Cisco Foundation AI lance Antares : des modèles ouverts de 350M et 1B qui localisent les vulnérabilités connues dans du code réel
Cisco Foundation AI a publié Antares, une famille de petits modèles de langage spécialisés (SLM) dédiés à une tâche unique en sécurité informatique : la localisation de vulnérabilités. À partir d'une description de faille et d'un dépôt de code, le modèle doit identifier les fichiers concernés. Deux versions sont disponibles en poids ouverts sur Hugging Face sous licence Apache 2.0, Antares-350M et Antares-1B, tandis qu'une troisième, Antares-3B, reste non publiée. Les trois modèles sont des transformeurs décodeurs initialisés à partir des checkpoints IBM Granite 4.0, partageant attention par groupes de requêtes, couches SwiGLU, normalisation RMSNorm et encodage RoPE. Cisco a également mis en ligne, sous la même licence, VLoc Bench, un benchmark agentique de 500 tâches issues de 290 dépôts réels couvrant six écosystèmes (npm, pip, Maven, Go, Rust, Composer) et 147 catégories CWE, dont 78% associées à un identifiant CVE officiel. Le résultat marquant n'est pas un record absolu mais un écart de performance à taille égale : Antares-1B atteint un score File F1 de 0,209, dépassant GLM-5.2, un modèle ouvert de 753 milliards de paramètres, plafonné à 0,186. Antares-3B grimpe à 0,223, juste sous GPT-5.5 en mode de raisonnement maximal à 0,229. Antares-1B affiche par ailleurs le meilleur rappel de tous les systèmes testés, à 0,224.
Ce résultat illustre qu'un entraînement ciblé sur une tâche précise peut surpasser la simple augmentation du nombre de paramètres. Pour les équipes de sécurité, cela signifie qu'un modèle léger, peu coûteux à faire tourner, peut accélérer la première étape de triage lors d'une alerte de vulnérabilité, celle où un développeur doit fouiller un code source volumineux et mal connu pour localiser un fichier fautif. Les outils d'analyse statique classiques testés dans le même cadre restent nettement en retrait, avec 0,086 pour Semgrep, 0,023 pour CodeQL et seulement 0,020 pour Horusec, preuve que les scanners à base de règles peinent à s'adapter au contexte réel d'un dépôt. Cisco précise toutefois qu'Antares ne remplace aucun autre maillon de la chaîne de sécurité applicative : l'analyse des dépendances, la détection de secrets, les tests dynamiques ou la revue par des experts restent indispensables.
Concrètement, Antares fonctionne comme un agent limité à 15 appels de terminal en lecture seule dans un bac à sable Docker sans accès réseau, ne recevant qu'une description de catégorie CWE, sans texte d'avis ni indice de fichier. Il conclut sa tâche en soumettant une liste classée de fichiers suspects ou en signalant l'absence de vulnérabilité.
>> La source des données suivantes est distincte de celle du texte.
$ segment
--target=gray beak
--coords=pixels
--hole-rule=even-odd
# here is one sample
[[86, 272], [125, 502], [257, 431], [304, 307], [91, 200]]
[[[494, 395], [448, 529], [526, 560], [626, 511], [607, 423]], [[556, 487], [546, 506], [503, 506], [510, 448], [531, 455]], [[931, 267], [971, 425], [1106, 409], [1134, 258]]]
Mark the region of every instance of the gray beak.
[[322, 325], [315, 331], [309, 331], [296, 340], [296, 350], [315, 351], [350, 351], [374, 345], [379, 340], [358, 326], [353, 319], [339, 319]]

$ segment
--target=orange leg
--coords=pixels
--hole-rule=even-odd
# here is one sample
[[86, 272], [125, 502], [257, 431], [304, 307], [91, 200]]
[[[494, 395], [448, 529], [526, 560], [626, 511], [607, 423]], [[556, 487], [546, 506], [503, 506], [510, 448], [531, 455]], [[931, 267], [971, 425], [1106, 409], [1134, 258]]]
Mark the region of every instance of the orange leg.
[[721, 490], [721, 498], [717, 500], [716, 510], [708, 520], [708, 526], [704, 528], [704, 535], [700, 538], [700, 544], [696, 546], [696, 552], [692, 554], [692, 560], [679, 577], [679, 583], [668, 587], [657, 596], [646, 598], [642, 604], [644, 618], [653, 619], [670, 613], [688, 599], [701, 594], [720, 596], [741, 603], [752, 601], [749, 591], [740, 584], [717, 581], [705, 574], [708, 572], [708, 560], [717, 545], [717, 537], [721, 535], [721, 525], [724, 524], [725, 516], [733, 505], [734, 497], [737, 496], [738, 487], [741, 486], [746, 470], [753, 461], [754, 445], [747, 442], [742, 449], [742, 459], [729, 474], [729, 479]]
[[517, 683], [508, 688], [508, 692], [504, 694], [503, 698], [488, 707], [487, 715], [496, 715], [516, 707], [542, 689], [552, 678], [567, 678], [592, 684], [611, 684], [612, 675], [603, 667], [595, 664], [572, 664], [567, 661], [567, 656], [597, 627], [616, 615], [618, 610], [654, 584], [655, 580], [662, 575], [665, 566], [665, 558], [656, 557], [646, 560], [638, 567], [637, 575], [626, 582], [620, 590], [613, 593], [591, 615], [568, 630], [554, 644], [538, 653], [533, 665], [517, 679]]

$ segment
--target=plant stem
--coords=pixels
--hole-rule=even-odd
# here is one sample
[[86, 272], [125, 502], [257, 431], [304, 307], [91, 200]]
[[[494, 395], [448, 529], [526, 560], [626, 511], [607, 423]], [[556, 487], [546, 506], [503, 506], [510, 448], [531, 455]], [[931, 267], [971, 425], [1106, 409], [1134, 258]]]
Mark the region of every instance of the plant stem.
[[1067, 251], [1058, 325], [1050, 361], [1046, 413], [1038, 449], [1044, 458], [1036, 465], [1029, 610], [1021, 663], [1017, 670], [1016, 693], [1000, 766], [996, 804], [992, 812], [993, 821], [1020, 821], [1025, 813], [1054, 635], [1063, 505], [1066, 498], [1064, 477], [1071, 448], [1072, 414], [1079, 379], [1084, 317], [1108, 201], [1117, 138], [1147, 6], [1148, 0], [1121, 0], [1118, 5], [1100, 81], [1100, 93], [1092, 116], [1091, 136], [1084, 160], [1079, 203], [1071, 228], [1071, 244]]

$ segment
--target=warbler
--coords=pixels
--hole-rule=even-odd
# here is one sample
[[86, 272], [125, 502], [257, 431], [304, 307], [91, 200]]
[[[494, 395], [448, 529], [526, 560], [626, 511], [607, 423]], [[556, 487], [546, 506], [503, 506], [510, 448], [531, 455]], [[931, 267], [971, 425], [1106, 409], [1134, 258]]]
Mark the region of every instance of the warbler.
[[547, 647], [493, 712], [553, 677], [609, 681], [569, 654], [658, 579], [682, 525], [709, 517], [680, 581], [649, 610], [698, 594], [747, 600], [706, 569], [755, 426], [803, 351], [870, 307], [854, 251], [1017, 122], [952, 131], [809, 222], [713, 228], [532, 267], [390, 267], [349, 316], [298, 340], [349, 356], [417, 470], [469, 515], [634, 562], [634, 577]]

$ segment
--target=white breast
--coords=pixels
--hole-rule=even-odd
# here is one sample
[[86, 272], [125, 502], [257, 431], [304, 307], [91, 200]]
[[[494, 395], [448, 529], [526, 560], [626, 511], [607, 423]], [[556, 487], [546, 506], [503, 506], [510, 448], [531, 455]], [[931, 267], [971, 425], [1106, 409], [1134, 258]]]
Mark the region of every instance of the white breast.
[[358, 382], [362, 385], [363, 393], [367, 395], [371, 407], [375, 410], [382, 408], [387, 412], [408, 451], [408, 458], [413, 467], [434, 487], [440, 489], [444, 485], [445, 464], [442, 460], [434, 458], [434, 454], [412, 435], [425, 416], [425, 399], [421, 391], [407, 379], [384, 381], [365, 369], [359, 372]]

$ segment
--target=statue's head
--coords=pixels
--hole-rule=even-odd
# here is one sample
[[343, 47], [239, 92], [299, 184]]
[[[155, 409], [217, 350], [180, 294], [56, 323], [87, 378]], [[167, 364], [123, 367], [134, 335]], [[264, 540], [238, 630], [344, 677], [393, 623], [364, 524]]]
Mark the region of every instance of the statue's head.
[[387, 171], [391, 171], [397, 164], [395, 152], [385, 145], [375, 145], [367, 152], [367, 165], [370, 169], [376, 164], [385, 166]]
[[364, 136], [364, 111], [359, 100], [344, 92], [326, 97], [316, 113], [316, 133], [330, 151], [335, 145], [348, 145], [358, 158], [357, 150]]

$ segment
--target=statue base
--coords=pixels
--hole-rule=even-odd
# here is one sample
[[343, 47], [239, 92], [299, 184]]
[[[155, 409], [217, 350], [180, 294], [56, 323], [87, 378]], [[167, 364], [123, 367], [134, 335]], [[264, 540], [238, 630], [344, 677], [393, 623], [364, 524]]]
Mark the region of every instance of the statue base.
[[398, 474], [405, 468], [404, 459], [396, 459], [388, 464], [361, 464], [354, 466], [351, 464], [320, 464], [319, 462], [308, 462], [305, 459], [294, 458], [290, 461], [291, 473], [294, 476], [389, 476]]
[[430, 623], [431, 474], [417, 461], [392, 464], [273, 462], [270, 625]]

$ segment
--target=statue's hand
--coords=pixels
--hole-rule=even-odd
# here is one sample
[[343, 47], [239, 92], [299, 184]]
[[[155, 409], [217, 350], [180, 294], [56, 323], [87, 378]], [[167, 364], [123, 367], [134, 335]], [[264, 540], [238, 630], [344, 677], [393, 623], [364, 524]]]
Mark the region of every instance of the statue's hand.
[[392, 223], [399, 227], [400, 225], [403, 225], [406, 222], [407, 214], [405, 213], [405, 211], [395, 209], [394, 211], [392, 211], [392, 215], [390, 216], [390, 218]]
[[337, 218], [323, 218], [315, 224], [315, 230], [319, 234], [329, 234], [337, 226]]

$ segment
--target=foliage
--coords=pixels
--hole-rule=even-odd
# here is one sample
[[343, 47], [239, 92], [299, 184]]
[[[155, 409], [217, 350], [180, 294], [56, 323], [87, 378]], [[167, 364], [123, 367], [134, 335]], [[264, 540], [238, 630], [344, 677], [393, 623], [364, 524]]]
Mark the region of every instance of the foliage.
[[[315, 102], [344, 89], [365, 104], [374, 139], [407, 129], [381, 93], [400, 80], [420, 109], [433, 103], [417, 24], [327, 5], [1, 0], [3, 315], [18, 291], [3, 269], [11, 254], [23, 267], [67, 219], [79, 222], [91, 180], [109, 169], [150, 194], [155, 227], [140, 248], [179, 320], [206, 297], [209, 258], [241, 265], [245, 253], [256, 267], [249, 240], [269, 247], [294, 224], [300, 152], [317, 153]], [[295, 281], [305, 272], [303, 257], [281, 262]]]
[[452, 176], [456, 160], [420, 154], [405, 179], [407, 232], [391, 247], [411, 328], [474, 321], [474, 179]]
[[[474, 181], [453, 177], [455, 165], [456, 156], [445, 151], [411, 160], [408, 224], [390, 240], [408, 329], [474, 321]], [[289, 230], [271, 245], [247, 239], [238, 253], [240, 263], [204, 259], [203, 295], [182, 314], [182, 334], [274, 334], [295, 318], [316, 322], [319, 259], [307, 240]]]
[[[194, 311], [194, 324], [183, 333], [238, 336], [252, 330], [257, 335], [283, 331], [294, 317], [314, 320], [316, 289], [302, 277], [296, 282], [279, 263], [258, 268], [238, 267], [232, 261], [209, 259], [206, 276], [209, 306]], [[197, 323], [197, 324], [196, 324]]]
Le benchmark VLoc évalue aussi cette seconde capacité, en testant sur du code déjà corrigé si le modèle déclenche une fausse alerte. Cette approche s'inscrit dans une tendance plus large où l'industrie cherche à automatiser les tâches de sécurité répétitives et coûteuses en temps d'ingénieur, à mesure que le volume de vulnérabilités signalées dans les bases publiques continue de croître.
Les equipes de securite europeennes pourront tester ces modeles ouverts pour accelerer le triage de vulnerabilites dans leur code, sans lien direct avec une entreprise ou reglementation francaise ou europeenne.